Saving and Loading Checkpoints#

Ray Train provides a way to save Checkpoints during the training process. This is useful for:

  1. Integration with Ray Tune to use certain Ray Tune schedulers.

  2. Running a long-running training job on a cluster of pre-emptible machines/pods.

  3. Persisting trained model state to later use for serving/inference.

  4. In general, storing any model artifacts.

By default, checkpoints will be persisted to local disk in the log directory of each run.

Saving checkpoints#

Checkpoints can be saved by calling train.report(metrics, checkpoint=Checkpoint(...)) in the training function. This will cause the checkpoint state from the distributed workers to be saved on the Trainer (where your python script is executed).

The latest saved checkpoint can be accessed through the checkpoint attribute of the Result, and the best saved checkpoints can be accessed by the best_checkpoints attribute.

Concrete examples are provided to demonstrate how checkpoints (model weights but not models) are saved appropriately in distributed training.

import ray.train.torch
from ray import train
from ray.air import Checkpoint, ScalingConfig
from ray.train.torch import TorchTrainer

import torch
import torch.nn as nn
from torch.optim import Adam
import numpy as np

def train_func(config):
    n = 100
    # create a toy dataset
    # data   : X - dim = (n, 4)
    # target : Y - dim = (n, 1)
    X = torch.Tensor(np.random.normal(0, 1, size=(n, 4)))
    Y = torch.Tensor(np.random.uniform(0, 1, size=(n, 1)))
    # toy neural network : 1-layer
    # wrap the model in DDP
    model = ray.train.torch.prepare_model(nn.Linear(4, 1))
    criterion = nn.MSELoss()

    optimizer = Adam(model.parameters(), lr=3e-4)
    for epoch in range(config["num_epochs"]):
        y = model.forward(X)
        # compute loss
        loss = criterion(y, Y)
        # back-propagate loss
        optimizer.zero_grad()
        loss.backward()
        optimizer.step()
        state_dict = model.state_dict()
        checkpoint = Checkpoint.from_dict(
            dict(epoch=epoch, model_weights=state_dict)
        )
        train.report({}, checkpoint=checkpoint)

trainer = TorchTrainer(
    train_func,
    train_loop_config={"num_epochs": 5},
    scaling_config=ScalingConfig(num_workers=2),
)
result = trainer.fit()

print(result.checkpoint.to_dict())
# {'epoch': 4, 'model_weights': OrderedDict([('bias', tensor([-0.1215])), ('weight', tensor([[0.3253, 0.1979, 0.4525, 0.2850]]))]), '_timestamp': 1656107095, '_preprocessor': None, '_current_checkpoint_id': 4}

By default, checkpoints will be persisted to local disk in the log directory of each run.

Configuring checkpoints#

For more configurability of checkpointing behavior (specifically saving checkpoints to disk), a CheckpointConfig can be passed into Trainer.

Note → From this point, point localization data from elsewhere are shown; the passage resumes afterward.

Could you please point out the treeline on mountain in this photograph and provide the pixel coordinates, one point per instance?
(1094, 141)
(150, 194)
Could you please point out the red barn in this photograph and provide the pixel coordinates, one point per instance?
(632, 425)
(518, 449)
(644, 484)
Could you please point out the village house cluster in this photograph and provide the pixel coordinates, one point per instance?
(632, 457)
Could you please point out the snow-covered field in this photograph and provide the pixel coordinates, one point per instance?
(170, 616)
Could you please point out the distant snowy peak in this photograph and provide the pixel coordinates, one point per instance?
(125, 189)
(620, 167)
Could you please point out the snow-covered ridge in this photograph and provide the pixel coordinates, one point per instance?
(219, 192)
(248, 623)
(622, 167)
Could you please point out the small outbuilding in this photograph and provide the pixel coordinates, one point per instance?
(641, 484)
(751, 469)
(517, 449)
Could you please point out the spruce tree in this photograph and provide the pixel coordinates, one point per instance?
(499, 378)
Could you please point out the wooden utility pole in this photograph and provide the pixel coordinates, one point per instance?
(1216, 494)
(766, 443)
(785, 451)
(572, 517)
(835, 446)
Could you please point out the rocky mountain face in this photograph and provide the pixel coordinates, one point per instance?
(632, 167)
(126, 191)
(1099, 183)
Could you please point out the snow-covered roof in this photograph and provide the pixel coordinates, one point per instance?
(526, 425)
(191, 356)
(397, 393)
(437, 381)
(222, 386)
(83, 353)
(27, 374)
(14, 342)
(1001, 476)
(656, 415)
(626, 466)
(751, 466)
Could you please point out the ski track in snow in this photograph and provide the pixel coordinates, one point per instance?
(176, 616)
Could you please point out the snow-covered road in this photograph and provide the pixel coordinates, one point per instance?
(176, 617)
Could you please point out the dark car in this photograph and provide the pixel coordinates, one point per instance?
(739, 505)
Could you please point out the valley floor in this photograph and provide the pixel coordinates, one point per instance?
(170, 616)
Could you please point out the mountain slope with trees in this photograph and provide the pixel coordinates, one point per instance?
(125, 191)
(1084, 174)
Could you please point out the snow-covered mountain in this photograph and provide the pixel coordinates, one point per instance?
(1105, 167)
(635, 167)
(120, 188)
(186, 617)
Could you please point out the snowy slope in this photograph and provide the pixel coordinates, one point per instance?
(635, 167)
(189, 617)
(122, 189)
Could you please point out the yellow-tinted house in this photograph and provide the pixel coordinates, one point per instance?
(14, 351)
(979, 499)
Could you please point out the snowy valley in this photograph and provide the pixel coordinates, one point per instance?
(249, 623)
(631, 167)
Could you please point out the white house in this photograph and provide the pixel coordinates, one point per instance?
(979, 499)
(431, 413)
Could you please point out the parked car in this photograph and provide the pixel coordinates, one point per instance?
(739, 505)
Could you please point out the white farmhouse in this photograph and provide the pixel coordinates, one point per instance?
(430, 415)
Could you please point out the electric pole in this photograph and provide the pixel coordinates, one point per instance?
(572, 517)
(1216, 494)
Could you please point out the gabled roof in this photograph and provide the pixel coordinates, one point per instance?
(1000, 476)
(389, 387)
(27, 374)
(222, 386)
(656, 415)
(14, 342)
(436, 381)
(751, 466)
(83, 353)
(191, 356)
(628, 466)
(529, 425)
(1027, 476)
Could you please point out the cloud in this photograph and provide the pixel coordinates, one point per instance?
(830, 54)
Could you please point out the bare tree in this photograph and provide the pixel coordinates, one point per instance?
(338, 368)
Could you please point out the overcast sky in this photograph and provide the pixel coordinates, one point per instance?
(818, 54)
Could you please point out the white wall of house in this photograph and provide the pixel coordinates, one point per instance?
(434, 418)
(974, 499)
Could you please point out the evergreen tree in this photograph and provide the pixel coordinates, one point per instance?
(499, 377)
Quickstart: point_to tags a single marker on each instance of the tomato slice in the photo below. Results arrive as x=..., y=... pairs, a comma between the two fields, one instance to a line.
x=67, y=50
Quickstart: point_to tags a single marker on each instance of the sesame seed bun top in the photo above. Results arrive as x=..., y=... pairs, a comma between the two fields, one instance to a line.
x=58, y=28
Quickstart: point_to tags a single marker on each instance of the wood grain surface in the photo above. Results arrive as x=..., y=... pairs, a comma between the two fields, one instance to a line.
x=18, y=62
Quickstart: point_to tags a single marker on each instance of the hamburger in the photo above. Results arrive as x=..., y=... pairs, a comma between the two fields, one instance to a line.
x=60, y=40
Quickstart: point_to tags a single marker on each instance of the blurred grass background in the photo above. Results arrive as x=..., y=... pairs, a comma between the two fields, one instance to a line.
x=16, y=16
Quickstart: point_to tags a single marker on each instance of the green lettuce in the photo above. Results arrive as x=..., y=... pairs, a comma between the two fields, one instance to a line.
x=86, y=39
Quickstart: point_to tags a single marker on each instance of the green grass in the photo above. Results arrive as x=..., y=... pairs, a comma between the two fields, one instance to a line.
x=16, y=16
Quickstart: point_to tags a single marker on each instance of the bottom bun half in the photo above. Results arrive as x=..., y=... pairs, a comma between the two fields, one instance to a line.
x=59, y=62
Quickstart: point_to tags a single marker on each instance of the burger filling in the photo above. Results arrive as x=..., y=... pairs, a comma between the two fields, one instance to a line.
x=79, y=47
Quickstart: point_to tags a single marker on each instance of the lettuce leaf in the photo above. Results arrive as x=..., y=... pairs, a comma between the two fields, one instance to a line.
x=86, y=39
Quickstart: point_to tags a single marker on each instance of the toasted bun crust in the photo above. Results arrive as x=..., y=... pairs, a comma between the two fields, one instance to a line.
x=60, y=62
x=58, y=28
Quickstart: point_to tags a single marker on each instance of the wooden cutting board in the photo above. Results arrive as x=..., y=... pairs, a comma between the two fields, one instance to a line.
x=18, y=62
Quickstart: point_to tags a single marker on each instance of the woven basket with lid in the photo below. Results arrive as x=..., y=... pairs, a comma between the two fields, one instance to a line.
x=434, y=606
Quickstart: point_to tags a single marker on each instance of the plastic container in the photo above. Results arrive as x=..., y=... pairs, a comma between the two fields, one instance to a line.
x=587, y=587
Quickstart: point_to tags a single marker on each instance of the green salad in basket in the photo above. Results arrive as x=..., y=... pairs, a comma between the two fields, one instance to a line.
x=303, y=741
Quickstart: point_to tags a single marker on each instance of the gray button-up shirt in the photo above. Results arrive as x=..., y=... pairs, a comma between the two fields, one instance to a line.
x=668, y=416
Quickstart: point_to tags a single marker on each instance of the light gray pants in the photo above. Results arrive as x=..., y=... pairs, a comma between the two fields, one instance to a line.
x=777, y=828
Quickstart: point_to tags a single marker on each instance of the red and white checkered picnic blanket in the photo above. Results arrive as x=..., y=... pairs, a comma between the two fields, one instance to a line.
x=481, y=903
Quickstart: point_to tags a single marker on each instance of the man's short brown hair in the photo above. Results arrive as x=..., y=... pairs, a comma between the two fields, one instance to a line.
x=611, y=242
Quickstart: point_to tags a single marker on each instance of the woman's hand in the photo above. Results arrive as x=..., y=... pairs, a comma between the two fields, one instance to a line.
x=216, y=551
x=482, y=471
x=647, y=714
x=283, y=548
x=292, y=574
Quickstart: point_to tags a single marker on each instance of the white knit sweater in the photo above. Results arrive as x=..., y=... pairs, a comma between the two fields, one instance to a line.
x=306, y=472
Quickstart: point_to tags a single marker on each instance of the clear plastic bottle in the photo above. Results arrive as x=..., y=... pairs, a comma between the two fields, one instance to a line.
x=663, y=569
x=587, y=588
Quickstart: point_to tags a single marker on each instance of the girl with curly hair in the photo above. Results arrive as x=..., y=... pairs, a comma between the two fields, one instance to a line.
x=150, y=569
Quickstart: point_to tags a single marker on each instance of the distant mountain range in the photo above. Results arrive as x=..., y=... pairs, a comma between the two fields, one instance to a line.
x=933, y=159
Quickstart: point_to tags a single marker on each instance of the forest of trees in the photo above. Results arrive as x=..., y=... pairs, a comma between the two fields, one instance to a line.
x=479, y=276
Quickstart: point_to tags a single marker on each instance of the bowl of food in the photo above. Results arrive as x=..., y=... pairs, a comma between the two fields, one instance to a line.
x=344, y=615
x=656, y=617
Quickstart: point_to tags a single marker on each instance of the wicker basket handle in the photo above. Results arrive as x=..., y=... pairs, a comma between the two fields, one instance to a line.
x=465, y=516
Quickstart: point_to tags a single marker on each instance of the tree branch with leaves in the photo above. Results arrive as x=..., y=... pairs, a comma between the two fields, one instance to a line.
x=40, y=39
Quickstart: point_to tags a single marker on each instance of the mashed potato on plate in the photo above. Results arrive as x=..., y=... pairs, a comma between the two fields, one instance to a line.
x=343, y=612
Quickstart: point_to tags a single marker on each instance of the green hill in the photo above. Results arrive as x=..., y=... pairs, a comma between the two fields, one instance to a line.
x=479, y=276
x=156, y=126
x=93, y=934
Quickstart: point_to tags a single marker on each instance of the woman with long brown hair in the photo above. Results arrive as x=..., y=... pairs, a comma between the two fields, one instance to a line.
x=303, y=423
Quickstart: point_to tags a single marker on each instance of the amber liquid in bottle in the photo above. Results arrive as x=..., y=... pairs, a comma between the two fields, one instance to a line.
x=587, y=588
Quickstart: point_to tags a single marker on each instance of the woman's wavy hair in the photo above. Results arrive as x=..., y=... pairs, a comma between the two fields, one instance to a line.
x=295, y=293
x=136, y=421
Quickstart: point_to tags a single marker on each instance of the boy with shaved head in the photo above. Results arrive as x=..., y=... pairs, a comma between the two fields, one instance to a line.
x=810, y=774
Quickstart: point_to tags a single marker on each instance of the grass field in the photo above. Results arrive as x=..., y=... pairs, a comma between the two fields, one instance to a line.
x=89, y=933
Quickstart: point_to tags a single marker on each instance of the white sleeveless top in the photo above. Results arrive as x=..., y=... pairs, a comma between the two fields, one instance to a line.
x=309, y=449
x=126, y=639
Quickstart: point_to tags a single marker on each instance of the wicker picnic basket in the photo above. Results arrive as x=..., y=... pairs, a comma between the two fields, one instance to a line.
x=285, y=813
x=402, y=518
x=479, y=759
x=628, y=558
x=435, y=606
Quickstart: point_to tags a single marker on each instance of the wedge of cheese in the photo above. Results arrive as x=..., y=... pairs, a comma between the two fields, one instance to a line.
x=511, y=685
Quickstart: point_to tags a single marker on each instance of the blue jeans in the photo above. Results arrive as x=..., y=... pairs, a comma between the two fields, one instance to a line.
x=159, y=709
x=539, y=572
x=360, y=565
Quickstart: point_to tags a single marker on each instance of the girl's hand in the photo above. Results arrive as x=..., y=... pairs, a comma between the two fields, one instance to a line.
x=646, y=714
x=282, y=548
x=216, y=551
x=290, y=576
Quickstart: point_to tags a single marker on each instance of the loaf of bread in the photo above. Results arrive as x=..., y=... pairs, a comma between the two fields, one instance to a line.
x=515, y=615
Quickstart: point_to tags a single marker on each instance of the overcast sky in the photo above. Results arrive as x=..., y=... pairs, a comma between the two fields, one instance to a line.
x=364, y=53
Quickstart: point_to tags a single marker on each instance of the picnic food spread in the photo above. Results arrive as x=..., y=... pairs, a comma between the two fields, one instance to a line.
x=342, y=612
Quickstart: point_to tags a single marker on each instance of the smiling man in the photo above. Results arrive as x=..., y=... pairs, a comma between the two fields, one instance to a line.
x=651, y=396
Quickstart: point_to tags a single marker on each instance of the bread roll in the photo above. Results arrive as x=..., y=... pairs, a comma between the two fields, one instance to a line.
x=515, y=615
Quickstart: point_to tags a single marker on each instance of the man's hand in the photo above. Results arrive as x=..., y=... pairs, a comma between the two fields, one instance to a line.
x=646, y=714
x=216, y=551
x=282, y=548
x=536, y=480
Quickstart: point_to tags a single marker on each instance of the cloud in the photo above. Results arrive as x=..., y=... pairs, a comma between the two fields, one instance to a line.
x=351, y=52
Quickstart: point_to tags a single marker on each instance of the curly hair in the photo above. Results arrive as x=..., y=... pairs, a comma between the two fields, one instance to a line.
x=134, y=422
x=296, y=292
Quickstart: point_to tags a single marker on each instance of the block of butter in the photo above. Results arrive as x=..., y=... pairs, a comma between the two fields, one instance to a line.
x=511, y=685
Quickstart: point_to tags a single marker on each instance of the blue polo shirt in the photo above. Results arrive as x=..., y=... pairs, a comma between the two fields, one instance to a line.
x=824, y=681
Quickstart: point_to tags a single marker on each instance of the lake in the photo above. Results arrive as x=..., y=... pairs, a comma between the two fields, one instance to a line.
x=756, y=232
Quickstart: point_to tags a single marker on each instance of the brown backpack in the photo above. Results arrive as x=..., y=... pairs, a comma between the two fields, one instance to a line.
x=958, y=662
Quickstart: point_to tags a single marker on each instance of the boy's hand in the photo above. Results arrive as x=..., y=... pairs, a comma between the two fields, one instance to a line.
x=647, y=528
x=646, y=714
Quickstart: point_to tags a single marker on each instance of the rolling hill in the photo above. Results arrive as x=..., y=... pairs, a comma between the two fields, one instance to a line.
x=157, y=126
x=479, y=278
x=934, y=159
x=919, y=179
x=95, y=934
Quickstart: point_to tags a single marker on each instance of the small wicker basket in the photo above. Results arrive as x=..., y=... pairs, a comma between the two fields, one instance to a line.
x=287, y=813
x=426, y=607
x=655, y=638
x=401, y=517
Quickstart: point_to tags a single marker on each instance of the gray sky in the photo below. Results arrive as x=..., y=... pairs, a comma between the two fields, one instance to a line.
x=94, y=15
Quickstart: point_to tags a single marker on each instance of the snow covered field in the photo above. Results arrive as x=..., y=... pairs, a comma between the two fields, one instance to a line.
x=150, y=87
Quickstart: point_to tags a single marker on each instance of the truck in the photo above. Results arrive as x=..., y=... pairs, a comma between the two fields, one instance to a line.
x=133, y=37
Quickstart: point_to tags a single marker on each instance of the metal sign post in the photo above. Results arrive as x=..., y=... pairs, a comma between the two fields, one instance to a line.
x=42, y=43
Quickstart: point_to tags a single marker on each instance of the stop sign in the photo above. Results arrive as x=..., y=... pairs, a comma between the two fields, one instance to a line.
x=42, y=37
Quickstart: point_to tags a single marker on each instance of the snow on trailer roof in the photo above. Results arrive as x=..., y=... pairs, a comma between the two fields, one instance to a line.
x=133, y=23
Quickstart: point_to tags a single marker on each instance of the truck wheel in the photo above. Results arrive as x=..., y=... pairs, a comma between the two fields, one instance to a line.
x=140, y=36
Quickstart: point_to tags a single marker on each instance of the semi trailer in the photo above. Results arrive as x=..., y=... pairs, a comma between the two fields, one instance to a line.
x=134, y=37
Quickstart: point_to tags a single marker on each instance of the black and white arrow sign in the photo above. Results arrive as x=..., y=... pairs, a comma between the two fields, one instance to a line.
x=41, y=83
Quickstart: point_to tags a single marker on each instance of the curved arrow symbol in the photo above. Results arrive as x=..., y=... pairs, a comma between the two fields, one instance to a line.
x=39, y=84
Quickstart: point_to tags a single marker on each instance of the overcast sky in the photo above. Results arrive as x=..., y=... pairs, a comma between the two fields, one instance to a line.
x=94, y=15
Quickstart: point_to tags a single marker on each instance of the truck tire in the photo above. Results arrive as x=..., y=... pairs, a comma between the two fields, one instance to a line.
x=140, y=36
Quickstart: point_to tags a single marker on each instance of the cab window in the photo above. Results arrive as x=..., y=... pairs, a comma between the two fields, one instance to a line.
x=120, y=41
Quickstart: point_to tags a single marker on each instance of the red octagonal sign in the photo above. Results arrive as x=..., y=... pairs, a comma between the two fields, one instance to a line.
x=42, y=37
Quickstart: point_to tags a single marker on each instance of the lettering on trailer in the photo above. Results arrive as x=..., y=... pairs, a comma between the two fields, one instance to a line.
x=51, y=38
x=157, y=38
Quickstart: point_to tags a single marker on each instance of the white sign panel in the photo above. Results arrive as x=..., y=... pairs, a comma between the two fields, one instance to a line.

from ray.train import RunConfig, CheckpointConfig

run_config = RunConfig(
    checkpoint_config=CheckpointConfig(
        # Only keep the 2 *best* checkpoints and delete the others.
        num_to_keep=2,
        # *Best* checkpoints are determined by these params:
        checkpoint_score_attribute="mean_accuracy",
        checkpoint_score_order="max",
    ),
    # This will store checkpoints on S3.
    storage_path="s3://remote-bucket/location",
)

See also

See the CheckpointConfig API reference.

[Experimental] Distributed Checkpoints: For model parallel workloads where the models do not fit in a single GPU worker, it will be important to save and upload the model that is partitioned across different workers. You can enable this by setting _checkpoint_keep_all_ranks=True to retain the model checkpoints across workers, and _checkpoint_upload_from_workers=True to upload their checkpoints to cloud directly in CheckpointConfig. This functionality works for any trainer that inherits from DataParallelTrainer.

Loading checkpoints#

Checkpoints can be loaded into the training function in 2 steps:

  1. From the training function, ray.train.get_checkpoint() can be used to access the most recently saved Checkpoint. This is useful to continue training even if there’s a worker failure.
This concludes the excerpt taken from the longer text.